La rivincita della geopolitica sugli algoritmi…
Sì, strepitosa. Se tu sei collocato geopoliticamente tutto il resto è secondario. E intanto è cresciuto un nuovo imponente schieramento di paesi non allineati, che ha due sigle: i Brics e la Sco, la Shanghai Cooperation Organization di cui fanno parte Cina, Russia, Kazakistan, Kirghizistan, Tagikistan  e Uzbekistan. Oggi hanno la fila per entrare in quei forum, c’è una voglia di non allineamento pazzesca perché i nuovi protagonisti non accettano di essere rappresentati da altri ma vogliono contare direttamente. Dopodiché è chiaro che il ruolo degli Stati Uniti non verrà mai cancellato, restano la prima potenza economica e militare del pianeta. E tuttavia da soli non bastano più. E infine ci sono la Cina e l’India. Notiamo una cosa: i cinesi hanno fatto ultimamente una grande propaganda delle Flying tigers, le tigri volanti, cioè i reparti americani che nella seconda guerra mondiale hanno affiancato i cinesi per combattere i giapponesi. Perché? La Cina sa perfettamente che gli interessi strategici di Cina e Russia in questo momento sono divaricati. Mentre la Russia ha interesse alla destabilizzazione, perché Putin se ne avvantaggia, la Cina ha l’interesse contrario: più si destabilizza il mondo e meno cresce l’economia cinese. Quanto all’India, di cui nessuno potrà fare a meno, è diventata la prima potenza demografica. Ecco una notizia: in questo momento per la prima volta nella storia, gli indiani hanno superato i cinesi tra coloro che hanno frequentato con esiti positivi i master di secondo livello delle università americane. E gli indiani hanno avuto nel 2022 cento miliardi di dollari di rimesse da emigranti che vivono in giro per il mondo. Cento miliardi solo di rimesse: sono tre leggi finanziarie italiane.

Ci resta l’Europa.
L’Europa ha scelto di non contare, e questo è un problema per gli equilibri complessivi del pianeta. E dico ha scelto perché sono prudente. Però nei momenti più drammatici, le situazioni si presentano come rischi e come opportunità. Il Mediterraneo è il punto di congiunzione tra l’occidente e il sud del mondo, e l’Italia è al centro del Mediterraneo. Abbiamo un’occasione per utilizzare la nostra collocazione geostrategica centrale e fare da apripista, portando l’Europa a occuparsi attivamente del Mediterraneo allargato. Per fare questo l’Italia può contare anche sulla sua Intelligence, che ha un know-how nel Mediterraneo impareggiabile per qualunque altro paese europeo, ad eccezione, forse, della Francia, che tuttavia ha sulle spalle il peso del collasso della sua politica in Africa. Come ha detto Macron: la Françafrique è finita per sempre.

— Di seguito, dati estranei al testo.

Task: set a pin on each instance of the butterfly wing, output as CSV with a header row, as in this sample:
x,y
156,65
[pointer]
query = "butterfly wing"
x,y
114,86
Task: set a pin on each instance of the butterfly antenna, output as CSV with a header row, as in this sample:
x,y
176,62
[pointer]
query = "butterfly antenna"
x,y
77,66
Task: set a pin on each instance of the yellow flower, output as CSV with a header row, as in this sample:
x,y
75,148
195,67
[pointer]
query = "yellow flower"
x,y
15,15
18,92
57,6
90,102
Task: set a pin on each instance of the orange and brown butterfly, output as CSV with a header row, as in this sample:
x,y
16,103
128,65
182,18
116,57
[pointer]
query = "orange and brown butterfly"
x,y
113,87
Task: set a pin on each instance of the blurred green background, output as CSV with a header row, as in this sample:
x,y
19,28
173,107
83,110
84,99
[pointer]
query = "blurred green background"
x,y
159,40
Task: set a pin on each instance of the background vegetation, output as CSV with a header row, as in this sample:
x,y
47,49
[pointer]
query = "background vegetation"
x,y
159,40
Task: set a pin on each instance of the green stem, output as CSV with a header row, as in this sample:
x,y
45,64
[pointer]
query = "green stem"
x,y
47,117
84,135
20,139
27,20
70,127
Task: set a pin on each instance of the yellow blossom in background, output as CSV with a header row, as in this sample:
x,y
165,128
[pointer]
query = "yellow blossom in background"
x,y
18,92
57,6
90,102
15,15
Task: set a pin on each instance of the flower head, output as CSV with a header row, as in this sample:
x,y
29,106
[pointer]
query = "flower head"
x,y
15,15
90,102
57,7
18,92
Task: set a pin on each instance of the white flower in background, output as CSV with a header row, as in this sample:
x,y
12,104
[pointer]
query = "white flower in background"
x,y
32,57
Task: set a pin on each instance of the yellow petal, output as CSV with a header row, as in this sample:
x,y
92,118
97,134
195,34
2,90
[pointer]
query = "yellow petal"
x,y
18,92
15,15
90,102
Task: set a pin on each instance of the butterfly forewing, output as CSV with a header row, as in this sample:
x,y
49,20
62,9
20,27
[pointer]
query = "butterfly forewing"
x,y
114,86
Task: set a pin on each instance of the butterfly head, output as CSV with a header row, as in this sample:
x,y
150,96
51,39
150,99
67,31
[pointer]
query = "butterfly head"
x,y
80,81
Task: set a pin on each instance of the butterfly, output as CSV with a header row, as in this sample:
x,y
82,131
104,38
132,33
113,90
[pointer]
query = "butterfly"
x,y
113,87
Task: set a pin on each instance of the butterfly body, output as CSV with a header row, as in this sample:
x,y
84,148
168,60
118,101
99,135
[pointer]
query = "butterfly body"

Insomma. In questo scenario la scomparsa di Henry Kissinger sembra quasi un simbolo…
È il massimo del simbolismo possibile, è la fine di un protagonista della politica estera del pianeta, che, quando era veramente difficile, ha saputo costruire un dialogo prima con l’Unione sovietica e poi con la Cina. Idee che restano straordinariamente utili in questo momento.